Shaking with reaction, he called over to Pleasants: “You all right, Henry?” His voice shook, too.

“Yes, I think so.” Pleasants didn’t sound any too steady himself, which reassured Nate. “What the hell kind of gun is that, anyhow?”

“Damned if I know. Shall we go find out?” Caudell started to leave his cover.

But Henry Pleasants said, “I don’t think that’s a good idea, Nate.”

“What? Why not?”

“Two reasons. For one thing, we’ve done what Captain Lewis told us to do: we’ve found where these bastards have their southern pickets posted. And for two, look how well situated that gun is. Do you think it’s there all by its lonesome, or do you think there are more guns farther back, just waiting for us to show ourselves so they can cut us down?”

As if in response to Pleasants’s words, a new gun opened up, north and east of the one they’d taken out. Bullets cut twigs, spaanged off stones. Caudell, once more flat on his belly, could see no flashes. Hearing the deep, endless roar was quite bad enough. “All right, Henry, I’m convinced. Let’s get out of here.”

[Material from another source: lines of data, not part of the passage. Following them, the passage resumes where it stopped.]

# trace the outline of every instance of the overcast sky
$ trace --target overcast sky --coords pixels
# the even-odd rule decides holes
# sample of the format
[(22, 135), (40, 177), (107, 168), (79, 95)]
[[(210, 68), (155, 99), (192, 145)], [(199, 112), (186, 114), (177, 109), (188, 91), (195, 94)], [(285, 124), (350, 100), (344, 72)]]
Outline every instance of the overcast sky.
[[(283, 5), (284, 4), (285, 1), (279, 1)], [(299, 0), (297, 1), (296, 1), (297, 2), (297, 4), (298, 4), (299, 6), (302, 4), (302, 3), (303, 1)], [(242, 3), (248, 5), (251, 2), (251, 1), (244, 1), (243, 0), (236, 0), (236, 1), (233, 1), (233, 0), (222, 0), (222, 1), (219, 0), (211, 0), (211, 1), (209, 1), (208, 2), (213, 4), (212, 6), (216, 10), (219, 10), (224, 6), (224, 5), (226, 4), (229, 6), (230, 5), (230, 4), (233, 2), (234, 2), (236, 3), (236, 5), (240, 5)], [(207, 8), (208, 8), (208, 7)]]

Getting out was almost as sticky as getting in had been. The sun was low in the west by the time they rejoined Mollie Bean. Ruffin Biggs and Alsie Hopkins were already there; Biggs wore a filthy bandage stuffed into the front of his right shoe. “I got a couple of toes gone, I reckon,” he said matter-of-factly. “Here on out, you can call me Gimpy.”

“What the hell kind of gun was that you went up against, Nate?” Mollie asked, unconsciously echoing Henry Pleasants.

Caudell could hear the concern she did her best to conceal. It wanted him. He wanted to squeeze the breath out of her, to prove to himself, flesh on flesh, that he was still alive. He couldn’t, not now. He said, “Henry here talked me out of going up to see.” When he explained why, his companions nodded.

Alise Hopkins said, “That there gun looks to shoot ‘bout as far as a Napoleon.” He shook his head. “Didn’t much fancy gettin’ shot at when I couldn’t hardly shoot back.”

Ruffin Biggs nodded again, this time to Pleasants. “Reckon you was right, Yankee—Cap’n Lewis’ll need to know about a gun like that, and so will Hit-’em-Again.”

“Forrest, you mean?” Henry Pleasants let out a dry chuckle. “Ruffin, I suspect he already knows.”

Guards round the Capitol, guards posted on the grounds of the presidential residence, a guard with an AK-47 in his carriage… Lee felt a prisoner of guards. And guards most of all at the corner of Ninth and Franklin, infantry and artillery both, protecting the most important secrets of the Confederacy.

The battered building that had housed America Will Break had changed since Lee visited it just after his men finally succeeded in breaking into the AWB sanctum. The hole in the outer wall of that hidden chamber was bigger now. It needed to be, to let light into the room: the glowing tubes on the ceiling had failed when the thing that chugged in the wall fell silent. A new canvas awning shielded the opening from the elements.